Can syntactic `await` always be elided?

https://softwareengineering.stackexchange.com/questions/411482

12-03-2021
|

Question

(This question isn't a duplicate of Why do we need the async keyword? - it's more of the opposite: I'm not questioning the async keyword - I'm asking if compilers could elide the use of await completely behind the scenes, making async code syntactically identical to synchronous code)

The await keyword in many languages provides a succinct way to describe a continuation or for constructing coroutines - but I've wondered if it was necessary at all, as in situations where I've used it, the compiler should be smart enough to know when a task/promise/future should be awaited or not: by deferring any await until the Task is consumed as though it were awaited.

As an example, consider this async C# code that runs two Tasks concurrently:

    Task<Foo> fooTask = GetFooAsync();
    Task<Bar> barTask = GetBarAsync();

    DoSomethingElseSynchronously();

    Foo foo = await fooTask;
    Bar bar = await barTask;

    Foo foo2 = foo.Clone();
    DoSomething( foo2, foo, bar );

I was thinking that the compiler (or rather, some static-analysis code rewriter that runs before the real C#-to-IL compiler) could allow it to be written like so:

    Foo foo = GetFooAsync();
    Bar bar = GetFooAsync();

    DoSomethingElseSynchronously();

    Foo foo2 = foo.Clone();
    DoSomething( foo2, foo, bar );

The deferred-await would result in the above code being the same as though it were written like this:

    Task<Foo> fooTask = GetFooAsync();
    Task<Bar> barTask = GetBarAsync();

    DoSomethingElseSynchronously();

    Foo foo2 = (await fooTask).Clone();
    DoSomething( foo2, (await fooTask), await barTask );

Of course this only works if the re-inserted await is both idempotent (which is ostensibly is, at least with the stock Task<T> in .NET) and side-effect free (so reordering the await statements should not affect the correctness of the program).
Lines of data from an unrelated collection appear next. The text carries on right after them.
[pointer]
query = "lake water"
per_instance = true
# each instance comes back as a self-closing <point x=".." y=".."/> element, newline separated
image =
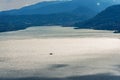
<point x="26" y="53"/>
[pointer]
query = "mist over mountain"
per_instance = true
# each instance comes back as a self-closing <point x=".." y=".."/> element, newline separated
<point x="108" y="19"/>
<point x="51" y="7"/>
<point x="62" y="13"/>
I imagine most async C# code tends to immediately await a Task because most async APIs do not support concurrent operations on the same resources, so you must await one operation before starting another on the same object (e.g. DbContext doesn't support multiple concurrent queries, and FileStream requires each async read or write operation to be completed before starting another - though I might be wrong if FileSteam fully supports Windows' Overlapped IO functionality) - there's no built-in way in .NET for an asynchronous API to declare support for concurrent operations but a simple addition to the TaskCompletionSoure and Task API could enable this.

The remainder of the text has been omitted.